SAN ANTONIO, TEXAS -- My base camp for San Antonio was Hotel Emma, which opened last November in the Pearl District, about a mile north of downtown.
The hotel building was originally Pearl's Brewhouse, built in 1894 and a San Antonio landmark ever since. It was designed by Chicago architect August Maritzen in the Second Empire style.
Hotel Emma.
Pearl was the only San Antonio brewery to survive Prohibition, thanks primarily to Emma Koehler's astute leadership during those lean years (she kept the brewery going by converting operations to dry cleaning to auto repair). The fortunes of the brewery rose and fell during the next six decades until it was closed down in 2001.
The library at Hotel Emma.
Today, Emma is a vibrant 146-room boutique hotel with a handsome bar and club rooms, an excellent restaurant and brewery, the city's best hotel gift shop, a gourmet grocery and public spaces reminiscent of fine old hotels in far-flung locales.
My favorite spot at Emma was the hotel library, which boasts an eclectic collection of books and texts and features an upper deck with a wraparound counter and stools.
It's here that I enjoyed coffee each morning along with an Emma tradition: a welcome La Babia Margarita -- a simple drink named after La Babia Hacienda in Coahuila, Mexico -- surrounded by books on brewing, travel, Turkish traditional art, Texas flora and fauna, Mexican folk art, Australian aboriginals, aviation, astronomy, philosophy, fishing, world history and more.
The welcome La Babia Margarita at Hotel Emma.
Although I didn't spend much time in my room, my "Classic Brewmasters" king on the third floor -- a few doors down from the outdoor pool -- was pretty sweet. For two nights, I enjoyed the king bed, my view of the front courtyard and fresh macarons delivered nightly from an on-site bakery.

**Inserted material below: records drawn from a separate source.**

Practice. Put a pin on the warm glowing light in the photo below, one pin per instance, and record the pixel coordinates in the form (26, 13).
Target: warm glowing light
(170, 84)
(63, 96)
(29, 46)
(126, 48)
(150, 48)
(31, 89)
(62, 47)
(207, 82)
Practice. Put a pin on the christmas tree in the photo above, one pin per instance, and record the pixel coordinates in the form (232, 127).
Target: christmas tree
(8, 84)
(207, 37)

Brewhouse king room at Emma.
The culinary scene at Emma is also a main draw. The in-house restaurant is called Supper, and it showcases Chef John Brand's take on South Texas farm to table.

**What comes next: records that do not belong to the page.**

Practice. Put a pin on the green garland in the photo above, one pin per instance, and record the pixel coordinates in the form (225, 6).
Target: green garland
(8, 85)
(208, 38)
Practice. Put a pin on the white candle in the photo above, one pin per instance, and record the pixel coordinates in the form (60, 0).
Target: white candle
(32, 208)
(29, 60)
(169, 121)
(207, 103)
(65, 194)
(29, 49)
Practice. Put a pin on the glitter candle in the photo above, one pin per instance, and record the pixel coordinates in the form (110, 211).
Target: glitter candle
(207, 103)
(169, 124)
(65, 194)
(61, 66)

I highly recommend getting a spot at the chef's counter, with a view into the open kitchen, and no matter what you order you won't be disappointed. The menu is approachable and offers several small plates that are perfect for sharing. It's no wonder this is one of the hottest tables in SA.
The newly opened Southerleigh Brewing Company is another solid option at Emma. Along with typical brewery fare, the friendly bartenders at Southerleigh serve up an impressive list of draught beers including Texas Uncommon IPA, Downtown Mrs. Brown and the sake-infused Godzilla Go Ale.
Emma sits on a bend of the San Antonio, technically part of the city's famed river walk but far from the touristy hordes downtown. I enjoyed getting to know this South Texas city for the first time, and Emma was a big part of my experience. I lost track of time lounging in the lobby, surrounded by 19th-century machinery, piping and levers.
As a neoyorquino constantly rushing from place to place, losing track of a little time in Texas wasn't such a bad thing.